Quando gli anziani, non più tardi di 30-40 anni fa dicevano in coro che non c’erano più le mezze stagioni, molti di noi pensavamo che questa fosse una stupida frase fatta, un ritornello che anche i comici in TV proponevano per far sorridere gli spettatori. Uno di quei tormentoni che le élites intellettuali, poco avvezze al contatto con la realtà vera, avevano bollato come un luogo comune senza senso.

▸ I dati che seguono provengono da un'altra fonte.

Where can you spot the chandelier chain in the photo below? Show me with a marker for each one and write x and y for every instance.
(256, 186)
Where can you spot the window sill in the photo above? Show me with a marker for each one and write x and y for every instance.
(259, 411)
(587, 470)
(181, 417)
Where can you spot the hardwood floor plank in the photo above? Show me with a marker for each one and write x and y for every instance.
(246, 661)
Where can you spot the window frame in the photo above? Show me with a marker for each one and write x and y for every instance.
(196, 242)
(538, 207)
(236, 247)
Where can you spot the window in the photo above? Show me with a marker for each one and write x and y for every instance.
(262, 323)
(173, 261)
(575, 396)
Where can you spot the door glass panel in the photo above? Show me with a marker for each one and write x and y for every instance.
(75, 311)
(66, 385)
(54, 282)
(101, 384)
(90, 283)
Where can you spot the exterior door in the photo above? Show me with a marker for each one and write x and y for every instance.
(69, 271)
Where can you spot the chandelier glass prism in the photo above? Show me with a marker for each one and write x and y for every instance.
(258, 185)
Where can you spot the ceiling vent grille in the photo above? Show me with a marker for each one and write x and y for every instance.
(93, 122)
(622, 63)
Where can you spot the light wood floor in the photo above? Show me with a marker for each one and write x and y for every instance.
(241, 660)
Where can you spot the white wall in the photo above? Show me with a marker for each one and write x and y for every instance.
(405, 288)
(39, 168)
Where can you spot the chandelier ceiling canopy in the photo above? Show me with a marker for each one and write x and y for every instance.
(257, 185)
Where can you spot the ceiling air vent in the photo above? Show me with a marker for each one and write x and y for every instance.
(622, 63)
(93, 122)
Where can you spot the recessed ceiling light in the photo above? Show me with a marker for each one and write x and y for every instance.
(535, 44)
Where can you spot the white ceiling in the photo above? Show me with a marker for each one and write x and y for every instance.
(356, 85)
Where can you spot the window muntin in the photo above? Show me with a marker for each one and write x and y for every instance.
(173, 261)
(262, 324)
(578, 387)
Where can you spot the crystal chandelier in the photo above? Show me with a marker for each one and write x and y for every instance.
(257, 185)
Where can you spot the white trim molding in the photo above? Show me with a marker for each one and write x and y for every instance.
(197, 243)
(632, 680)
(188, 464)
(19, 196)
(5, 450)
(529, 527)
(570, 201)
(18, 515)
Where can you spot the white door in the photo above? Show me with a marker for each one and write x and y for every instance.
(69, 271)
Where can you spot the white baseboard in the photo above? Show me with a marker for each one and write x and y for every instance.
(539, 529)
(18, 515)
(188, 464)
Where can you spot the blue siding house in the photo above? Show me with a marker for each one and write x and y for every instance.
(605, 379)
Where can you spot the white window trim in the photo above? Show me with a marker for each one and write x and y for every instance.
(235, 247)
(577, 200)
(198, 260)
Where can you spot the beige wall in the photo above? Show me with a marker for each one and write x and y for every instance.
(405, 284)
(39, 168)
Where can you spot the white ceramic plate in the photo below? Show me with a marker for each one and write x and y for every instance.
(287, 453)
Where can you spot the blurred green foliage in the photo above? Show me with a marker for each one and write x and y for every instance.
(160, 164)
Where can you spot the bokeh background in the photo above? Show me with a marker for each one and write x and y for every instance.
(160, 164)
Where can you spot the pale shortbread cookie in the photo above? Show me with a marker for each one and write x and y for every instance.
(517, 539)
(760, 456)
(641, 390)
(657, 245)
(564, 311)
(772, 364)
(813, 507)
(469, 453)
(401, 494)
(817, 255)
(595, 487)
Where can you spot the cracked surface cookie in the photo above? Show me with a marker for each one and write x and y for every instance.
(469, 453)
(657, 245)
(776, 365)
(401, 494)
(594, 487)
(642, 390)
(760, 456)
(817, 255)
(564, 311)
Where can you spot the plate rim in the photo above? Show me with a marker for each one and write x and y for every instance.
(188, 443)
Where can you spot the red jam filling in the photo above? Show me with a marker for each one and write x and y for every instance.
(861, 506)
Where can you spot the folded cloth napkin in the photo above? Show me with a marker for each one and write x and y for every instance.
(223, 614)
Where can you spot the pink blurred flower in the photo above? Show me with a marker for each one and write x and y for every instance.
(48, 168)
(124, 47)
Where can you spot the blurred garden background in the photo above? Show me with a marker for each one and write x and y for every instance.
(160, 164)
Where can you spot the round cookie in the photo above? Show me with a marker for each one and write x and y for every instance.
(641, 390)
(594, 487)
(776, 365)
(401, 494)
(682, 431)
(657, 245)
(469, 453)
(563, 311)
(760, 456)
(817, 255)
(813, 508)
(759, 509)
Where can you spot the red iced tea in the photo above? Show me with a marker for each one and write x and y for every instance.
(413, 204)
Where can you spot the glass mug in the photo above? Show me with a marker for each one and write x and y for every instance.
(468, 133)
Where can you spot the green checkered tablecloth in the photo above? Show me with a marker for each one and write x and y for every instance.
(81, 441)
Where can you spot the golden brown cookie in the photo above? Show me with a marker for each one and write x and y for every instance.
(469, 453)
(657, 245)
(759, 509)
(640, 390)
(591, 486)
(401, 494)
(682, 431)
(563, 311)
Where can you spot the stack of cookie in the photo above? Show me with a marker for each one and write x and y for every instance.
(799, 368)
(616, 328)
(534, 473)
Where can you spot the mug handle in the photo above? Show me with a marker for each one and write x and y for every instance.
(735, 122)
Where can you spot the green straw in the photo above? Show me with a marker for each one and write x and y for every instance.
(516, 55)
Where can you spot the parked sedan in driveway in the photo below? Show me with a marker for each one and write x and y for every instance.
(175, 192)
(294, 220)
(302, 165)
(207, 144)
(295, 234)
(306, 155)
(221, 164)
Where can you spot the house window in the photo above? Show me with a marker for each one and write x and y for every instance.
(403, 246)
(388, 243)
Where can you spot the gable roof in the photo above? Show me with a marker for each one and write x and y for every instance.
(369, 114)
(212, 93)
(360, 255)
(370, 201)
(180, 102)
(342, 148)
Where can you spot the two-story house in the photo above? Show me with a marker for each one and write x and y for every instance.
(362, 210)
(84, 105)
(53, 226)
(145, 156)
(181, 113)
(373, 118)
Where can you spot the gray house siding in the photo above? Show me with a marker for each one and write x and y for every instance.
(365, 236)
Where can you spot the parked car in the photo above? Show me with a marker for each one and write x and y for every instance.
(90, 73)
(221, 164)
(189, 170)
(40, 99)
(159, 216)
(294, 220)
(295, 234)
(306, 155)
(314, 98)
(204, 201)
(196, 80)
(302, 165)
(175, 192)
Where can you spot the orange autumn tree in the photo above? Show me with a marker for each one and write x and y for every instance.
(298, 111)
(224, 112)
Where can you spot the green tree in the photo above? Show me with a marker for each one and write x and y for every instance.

Alcuni, e fra loro qualche meteorologo più letterato affermavano (e per la verità affermano ancora) che anche Giacomo Leopardi lamentava, nei Pensieri, qualcosa del genere, pur se diceva che “Il freddo acquista terreno” e che “…è bene non alleggerirsi della minima cosa di quelle che si portava nel cuor dell’inverno”.
Però ricordiamo tutti, di quell’enorme poeta, “La primavera odorosa” di A Silvia, oppure i versi “Primavera d’intorno/ brilla nell’aria/ e per li campi esulta” del Passero solitario.
Le mezze stagioni
Poi col tempo anch’io mi sono ricordato della mia infanzia e delle maestose nevicate invernali che insistevano per tre lunghi mesi (Dicembre, Gennaio e Febbraiuzzo); finché a Marzo si percepiva nell’aria qualcosa di diverso, un respiro nuovo della natura, un lento svanire dei brividi freddi sui rami degli alberi e sull’erba dei campi. Un risveglio che si è sempre chiamato Primavera; Primo vere, cioè il primo tempo, quello del risveglio della nuova vita.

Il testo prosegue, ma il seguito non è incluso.